- Mast cell activation
- Excess bradykinin
| Feature | Allergic (Mast Cell) | ACE Inhibitor-Induced | Hereditary Angioedema |
|---|
| Mediator | IgE-mediated type I hypersensitivity → Mast cell degranulation → Histamine release | ACE inhibition prevents breakdown of Bradykinin → Vasodilation & permeability | C1 Esterase Inhibitor Deficiency → Unchecked activation of Kallikrein → ↑ Bradykinin |
| Key Sx | Urticaria + Pruritus | NO urticaria/pruritus | NO urticaria/pruritus + Abd pain |
| Dx | Clinical / ↑ Tryptase | Hx of ACE-I use | ↓ C4 (Screening), ↓ C1-INH |
| Acute Tx | Epinephrine (IM) | Stop drug + Airway | C1-INH concentrate or Icatibant |
| Chronic | Avoid triggers | Switch drug class | Danazol (androgen) |
Kallikrein-Kinin System
- Pathway
- Activation:
- Factor XIIa (Hageman Factor) converts Prekallikrein → Kallikrein.
- Bradykinin Generation:
- Kallikrein cleaves High Molecular Weight (HMW) Kininogen → Bradykinin.
- Degradation:
- Bradykinin is degraded by ACE (Angiotensin Converting Enzyme), also known as Kininase II, and C1 esterase inhibitor.
- Bradykinin Effects
- Vasodilation (via Nitric Oxide & Prostacyclin).

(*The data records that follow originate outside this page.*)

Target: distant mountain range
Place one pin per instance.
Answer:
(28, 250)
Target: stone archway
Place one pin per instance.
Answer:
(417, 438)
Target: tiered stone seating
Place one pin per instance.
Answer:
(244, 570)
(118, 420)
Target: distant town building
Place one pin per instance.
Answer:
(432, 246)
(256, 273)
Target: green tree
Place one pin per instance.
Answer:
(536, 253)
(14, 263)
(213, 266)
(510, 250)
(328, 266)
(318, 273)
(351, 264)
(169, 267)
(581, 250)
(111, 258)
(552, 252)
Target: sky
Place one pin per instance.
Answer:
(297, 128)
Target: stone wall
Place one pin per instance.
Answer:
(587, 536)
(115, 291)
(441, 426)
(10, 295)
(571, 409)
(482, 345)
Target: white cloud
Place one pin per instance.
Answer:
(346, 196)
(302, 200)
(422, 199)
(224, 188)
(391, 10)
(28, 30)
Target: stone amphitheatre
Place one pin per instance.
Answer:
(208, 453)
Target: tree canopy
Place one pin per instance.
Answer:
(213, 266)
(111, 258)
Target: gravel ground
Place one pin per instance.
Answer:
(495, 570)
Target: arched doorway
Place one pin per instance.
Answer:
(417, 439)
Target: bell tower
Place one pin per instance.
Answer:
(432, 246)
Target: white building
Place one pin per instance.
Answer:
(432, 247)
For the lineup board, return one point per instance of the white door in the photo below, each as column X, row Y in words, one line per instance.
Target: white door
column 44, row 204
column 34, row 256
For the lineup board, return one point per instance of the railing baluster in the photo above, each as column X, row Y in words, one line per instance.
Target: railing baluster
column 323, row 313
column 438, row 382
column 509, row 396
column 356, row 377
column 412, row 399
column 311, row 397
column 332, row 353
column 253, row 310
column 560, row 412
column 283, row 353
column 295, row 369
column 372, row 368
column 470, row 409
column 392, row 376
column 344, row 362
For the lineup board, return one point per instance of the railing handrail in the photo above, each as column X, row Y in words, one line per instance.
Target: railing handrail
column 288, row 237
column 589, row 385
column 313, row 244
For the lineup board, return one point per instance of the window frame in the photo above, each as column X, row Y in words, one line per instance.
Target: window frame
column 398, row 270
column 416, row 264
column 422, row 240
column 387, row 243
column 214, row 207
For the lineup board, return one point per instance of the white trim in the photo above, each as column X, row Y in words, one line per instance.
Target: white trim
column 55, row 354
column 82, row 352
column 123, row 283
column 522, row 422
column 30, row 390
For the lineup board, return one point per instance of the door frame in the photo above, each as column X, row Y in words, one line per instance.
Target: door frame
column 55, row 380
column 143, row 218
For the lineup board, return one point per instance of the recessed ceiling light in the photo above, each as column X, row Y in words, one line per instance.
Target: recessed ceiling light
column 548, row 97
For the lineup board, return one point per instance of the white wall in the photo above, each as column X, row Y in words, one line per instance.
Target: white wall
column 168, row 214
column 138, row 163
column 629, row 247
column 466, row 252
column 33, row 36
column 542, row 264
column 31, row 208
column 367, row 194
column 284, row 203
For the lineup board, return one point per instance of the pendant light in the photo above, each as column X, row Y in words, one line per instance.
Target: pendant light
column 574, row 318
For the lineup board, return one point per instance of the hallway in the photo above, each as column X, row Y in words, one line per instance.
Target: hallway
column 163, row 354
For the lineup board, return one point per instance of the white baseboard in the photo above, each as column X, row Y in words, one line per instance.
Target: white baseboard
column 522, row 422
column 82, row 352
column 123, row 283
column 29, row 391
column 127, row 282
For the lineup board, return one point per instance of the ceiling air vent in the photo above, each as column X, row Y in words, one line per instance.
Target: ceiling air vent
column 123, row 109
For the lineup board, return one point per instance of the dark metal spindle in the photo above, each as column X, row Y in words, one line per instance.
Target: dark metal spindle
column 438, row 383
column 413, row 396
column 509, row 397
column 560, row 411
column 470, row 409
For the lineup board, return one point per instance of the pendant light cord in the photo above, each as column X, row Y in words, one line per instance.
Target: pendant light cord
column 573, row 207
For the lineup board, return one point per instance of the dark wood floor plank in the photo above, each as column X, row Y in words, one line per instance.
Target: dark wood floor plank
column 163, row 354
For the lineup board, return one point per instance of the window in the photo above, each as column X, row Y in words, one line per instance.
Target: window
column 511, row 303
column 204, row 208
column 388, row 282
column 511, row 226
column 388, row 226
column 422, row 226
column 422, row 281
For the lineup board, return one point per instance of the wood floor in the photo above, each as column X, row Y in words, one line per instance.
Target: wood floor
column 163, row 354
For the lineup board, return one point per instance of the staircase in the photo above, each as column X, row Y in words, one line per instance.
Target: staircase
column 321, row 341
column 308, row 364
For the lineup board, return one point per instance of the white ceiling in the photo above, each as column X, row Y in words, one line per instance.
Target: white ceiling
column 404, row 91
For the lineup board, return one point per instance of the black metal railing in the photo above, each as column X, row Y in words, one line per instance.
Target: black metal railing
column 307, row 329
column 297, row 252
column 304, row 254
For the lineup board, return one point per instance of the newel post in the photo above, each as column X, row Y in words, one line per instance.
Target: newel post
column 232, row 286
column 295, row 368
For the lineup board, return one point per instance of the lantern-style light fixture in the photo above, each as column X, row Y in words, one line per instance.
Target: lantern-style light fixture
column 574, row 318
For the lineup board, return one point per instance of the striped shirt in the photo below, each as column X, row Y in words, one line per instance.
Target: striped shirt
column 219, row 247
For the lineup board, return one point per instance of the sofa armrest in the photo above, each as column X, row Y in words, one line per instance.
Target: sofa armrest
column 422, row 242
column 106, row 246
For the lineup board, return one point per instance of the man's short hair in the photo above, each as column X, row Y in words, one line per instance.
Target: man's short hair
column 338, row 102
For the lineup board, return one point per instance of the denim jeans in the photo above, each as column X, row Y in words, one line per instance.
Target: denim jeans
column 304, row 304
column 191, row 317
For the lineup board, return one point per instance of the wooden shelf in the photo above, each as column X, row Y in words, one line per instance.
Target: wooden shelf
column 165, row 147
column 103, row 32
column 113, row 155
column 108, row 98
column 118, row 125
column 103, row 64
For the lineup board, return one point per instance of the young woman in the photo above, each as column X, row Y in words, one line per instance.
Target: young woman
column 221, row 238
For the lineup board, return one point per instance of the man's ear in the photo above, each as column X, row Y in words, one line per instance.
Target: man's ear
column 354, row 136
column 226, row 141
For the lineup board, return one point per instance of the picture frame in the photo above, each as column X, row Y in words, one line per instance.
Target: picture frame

- ACE can ↑ Angiotensin II and ↓ Bradykinin, both contribute to ↑ Blood Pressure
- ↑ Permeability (Edema).
- C1 Esterase Inhibitor can inhibit classical pathway and Kallikrein, both inhibit inflammation.
- Pain.
- High-Yield Associations
- ACE Inhibitors: Block degradation → ↑ Bradykinin → Dry Cough & Angioedema.
- Hereditary Angioedema:
- Deficiency: C1 Esterase Inhibitor (Autosomal Dominant).
- Mechanism: Overactive Kallikrein → ↑ Bradykinin.
- Labs: ↓ C4.
- Contraindication: Do NOT give ACE Inhibitors.